Basel III will require a 3% capital requirement, regardless of the quality of the asset. That means lenders will have to put in more capital in front of “good quality” aviation assets, based on nominal amounts, even if they have been independently appraised at a much higher level.
New liquid asset requirements also will affect lease terms because lenders will need to match long-term loans with long-term funding. That means financiers will be less willing to approve 12-year aircraft financing loans, pushing for shorter terms instead.

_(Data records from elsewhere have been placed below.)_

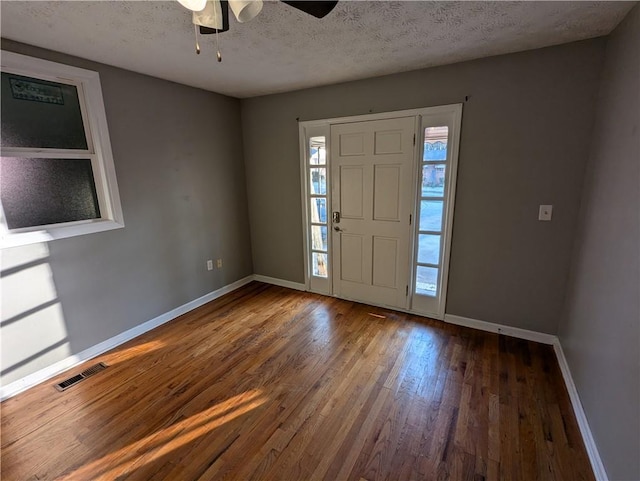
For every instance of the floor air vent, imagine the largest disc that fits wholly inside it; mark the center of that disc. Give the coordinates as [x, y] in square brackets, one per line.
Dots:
[72, 381]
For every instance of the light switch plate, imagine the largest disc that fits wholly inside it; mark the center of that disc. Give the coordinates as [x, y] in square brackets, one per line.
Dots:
[545, 212]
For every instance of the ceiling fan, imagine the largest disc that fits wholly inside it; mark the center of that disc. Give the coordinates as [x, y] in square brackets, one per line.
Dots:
[212, 16]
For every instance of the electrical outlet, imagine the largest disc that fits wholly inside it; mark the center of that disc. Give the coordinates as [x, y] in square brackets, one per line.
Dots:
[545, 212]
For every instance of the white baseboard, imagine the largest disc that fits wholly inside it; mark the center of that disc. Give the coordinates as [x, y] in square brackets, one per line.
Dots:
[583, 424]
[298, 286]
[535, 336]
[585, 431]
[48, 372]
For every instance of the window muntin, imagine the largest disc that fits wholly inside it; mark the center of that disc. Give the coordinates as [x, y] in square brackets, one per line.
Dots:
[56, 161]
[40, 114]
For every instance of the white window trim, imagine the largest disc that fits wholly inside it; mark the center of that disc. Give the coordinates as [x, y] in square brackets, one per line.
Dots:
[306, 130]
[99, 151]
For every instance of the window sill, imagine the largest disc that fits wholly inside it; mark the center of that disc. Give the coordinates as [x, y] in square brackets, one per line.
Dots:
[49, 233]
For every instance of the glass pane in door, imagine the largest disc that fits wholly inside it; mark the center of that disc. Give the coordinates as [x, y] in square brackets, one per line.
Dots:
[431, 215]
[428, 249]
[427, 281]
[318, 181]
[433, 178]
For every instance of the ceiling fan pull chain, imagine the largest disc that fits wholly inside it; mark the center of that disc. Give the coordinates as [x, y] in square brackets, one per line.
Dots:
[218, 54]
[195, 28]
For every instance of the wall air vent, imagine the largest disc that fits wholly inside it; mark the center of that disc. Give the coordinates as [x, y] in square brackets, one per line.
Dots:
[72, 381]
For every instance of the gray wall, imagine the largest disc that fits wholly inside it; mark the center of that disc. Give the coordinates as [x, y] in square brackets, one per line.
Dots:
[525, 137]
[179, 163]
[600, 330]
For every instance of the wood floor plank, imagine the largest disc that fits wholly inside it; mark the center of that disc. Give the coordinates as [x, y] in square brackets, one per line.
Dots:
[270, 383]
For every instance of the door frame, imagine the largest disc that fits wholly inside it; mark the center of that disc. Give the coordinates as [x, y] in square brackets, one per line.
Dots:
[309, 128]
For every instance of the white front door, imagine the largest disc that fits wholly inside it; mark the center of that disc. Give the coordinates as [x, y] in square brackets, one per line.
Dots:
[372, 167]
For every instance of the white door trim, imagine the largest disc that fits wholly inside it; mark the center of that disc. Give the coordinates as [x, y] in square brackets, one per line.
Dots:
[305, 125]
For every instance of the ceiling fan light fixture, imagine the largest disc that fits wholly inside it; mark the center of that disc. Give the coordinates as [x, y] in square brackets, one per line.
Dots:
[195, 5]
[245, 10]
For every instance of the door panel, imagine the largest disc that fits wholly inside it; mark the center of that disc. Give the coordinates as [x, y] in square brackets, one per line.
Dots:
[352, 191]
[371, 173]
[386, 192]
[385, 256]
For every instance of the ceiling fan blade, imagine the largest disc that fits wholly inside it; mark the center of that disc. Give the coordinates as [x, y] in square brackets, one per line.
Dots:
[224, 5]
[318, 9]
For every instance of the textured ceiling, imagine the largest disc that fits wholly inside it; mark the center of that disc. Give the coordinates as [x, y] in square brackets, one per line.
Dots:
[283, 49]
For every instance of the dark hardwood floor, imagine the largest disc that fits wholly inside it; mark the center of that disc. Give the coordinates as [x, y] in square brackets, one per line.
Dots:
[269, 383]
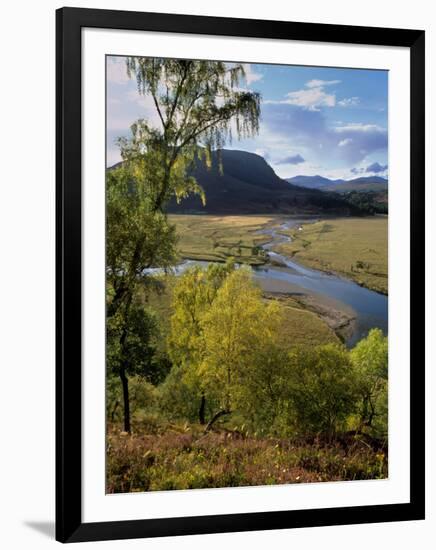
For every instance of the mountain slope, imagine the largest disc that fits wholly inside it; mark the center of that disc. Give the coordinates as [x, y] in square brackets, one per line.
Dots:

The affects of financing becoming more difficult and expensive to obtain could be far-reaching. For example, there is a school of thought that the relative ease of ECA financing has distorted the market, feeding overproduction at Airbus and Boeing by artificially inflating demand for new aircraft. That “overproduction,” in turn, has lowered lease rates—particularly on relatively young narrowbody aircraft—sped up aircraft retirements and reduced residual values for certain models pushed into early obsolescence.
The new rules could reverse some of that. Some lessors, such as Fly Leasing and Aircastle, already have said lease rate volatility and new rules for ECA financing are making it less appealing for lessors to order new aircraft.
At Delta Air Lines, CEO Richard Anderson talks about another potential impact—and a positive one, from his perspective. New-entrant airlines will not be flooding the market with new capacity, he says, because it will be more difficult for them to obtain financing under the Basel III guidelines and new U.S. capital reserve requirements.
“It's a much different situation in terms of capital in the marketplace,” he says.
The new ECA and bank restrictions, however, also present an opportunity for new or existing alternatives for financing to grow. For example, well-capitalized aircraft lessors already are anticipating a boost in their business.
“We believe major shifts in the financing market, including declining traditional aerospace bank capacity and more expensive export credit support, will drive more business to leasing companies as a bridge-to-financing market for airlines,” Ron Waishal, CEO of Stamford, Conn.-based Aircastle, said in November. Access to the unsecured debt market, which a company like Aircastle has, is a strategic advantage, he adds. The PwC report notes that lessors, many of which have an investment grade rating and better risk profile, can access more and relatively cheaper capital than airlines.
Evans, however, cautions that the lessors—and everyone else—should be cautious about making predictions about the impact of the regulatory changes for ECAs and banks.